Published 1 February 1998
In "Pillar of Fire", the second volume of his America in the King Years trilogy, Taylor Branch portrays the civil rights era at its zenith. The first volume, "Parting the Waters", won the Pulitzer Prize for History. It is a monumental chronicle of a movement that stirred from Southern black churches to challenge the national conscience during the Eisenhower and Kennedy years. In this masterly continuation of the narrative, Branch recounts the climactic struggles as they commanded the national and international stage.

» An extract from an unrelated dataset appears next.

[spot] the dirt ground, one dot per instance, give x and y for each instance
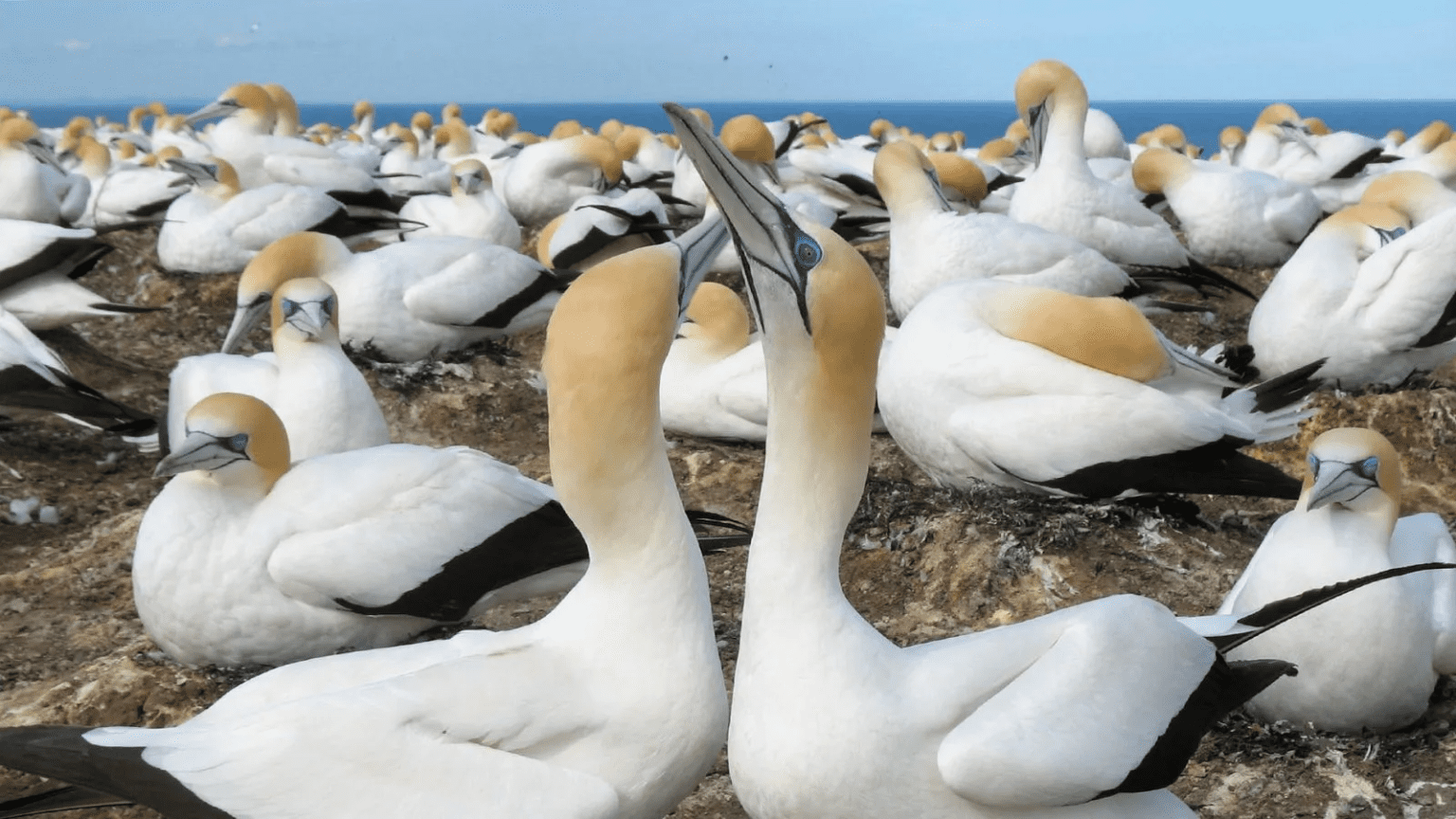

"Pillar of Fire" covers the far-flung upheavals of the years 1963 to 1965-- Dallas, St. Augustine, Mississippi Freedom Summer, LBJ's Great Society and the Civil Rights Act of 1964, Vietnam, Selma. And it provides a frank, revealing portrait of Martin Luther King, Jr.-- haunted by blackmail, factionalism, and hatred while he tried to hold the nonviolent movement together as a dramatic force in history. Allies, rivals, and opponents addressed racial issues that went deeper than fair treatment at bus stops or lunch counters. Participants on all sides stretched themselves and their country to the breaking point over the meaning of simple words: dignity, equal votes, equal souls.

Branch's gallery of historic characters also includes:

Malcolm X, who challenged King's vision of nonviolent integration and lived under threat of death from the Nation of Islam.

Lyndon Johnson, who believed racial conflict was destroying his political base in the South and threatening his dream to end poverty.

J. Edgar Hoover, under whose direction the FBI, with Attorney General Robert Kennedy's approval, spied on King with wiretaps and bugs, and yet solved the most heinous racial crimes of the era.

Diane Nash, the passionate leader behind sit-ins and Freedom Rides, whose determination shaped the Selma voting rights movement.

Abraham Heschel, the Hasidic theologian who bonded with King in devotion to the Hebrew prophets.

Robert Moses, the Mississippi SNCC leader who finally came undone over the human suffering caused by his Freedom Summer.

Fannie Lou Hamer, a sharecropper who commanded a powerful voice for the unlettered.

"Pillar of Fire" takes readers inside the dramas that shook every American institution, from the local pulpit to the Presidency. We disappear with courageous young people into Mississippi's feudal Parchman Penitentiary. We absorb the shock of a single Presidential election in 1964 that revolutionized the structure of partisan politics. We follow Northern rabbis summoned by King, and Mary Peabody, mother of the governor of Massachusetts, into the segregated jails of St. Augustine, Florida. We witness the Shakespearean conflicts between Lyndon Johnson and King and Hoover and Robert Kennedy.

Branch brings to bear fifteen years of research-- archival investigation; nearly two thousand interviews: new primary sources, from FBI wiretaps to White House telephone recordings-- in a seminal work of history. "Pillar of Fire" captures the intensity of the legendary King years, when the movement broke down walls between races, regions, sexes, and religions, and between America and the larger world. Its struggle to rescue and redeem, its victories and defeats, its failings and sacrifices gave rise to opposing tides that still dominate the national debate about justice and democratic government. The story of this movement is an incandescent chapter in America's distinctive quest for freedom.


Parting the Waters

by Taylor Branch

Published 15 November 1988
In "Parting the Waters", Branch chronicles the Civil Rights struggle, from the twilight of the Eisenhower years through King's fiery political baptism, the ascension of John F Kennedy, and ultimately, the dawning of the New South. Moving from the black churches where the movement began in anthems, sermons, and prayers, to Washington, where the Kennedy brothers weighed the demands of a down-trodden people against the volatile realities of politics, Branch weaves a tapestry of exciting stories - the Montgomery bus boycott, the Freedom Rides, and - as the movement reached its apex - the tragedy of Kennedy's assassination. Taylor Branch is a former staff member of "The Washington Monthly", "Harper's", and "Esquire". Co-author of "Second Wind" and "Labyrinth", he is also the author of a novel "The Empire Blues".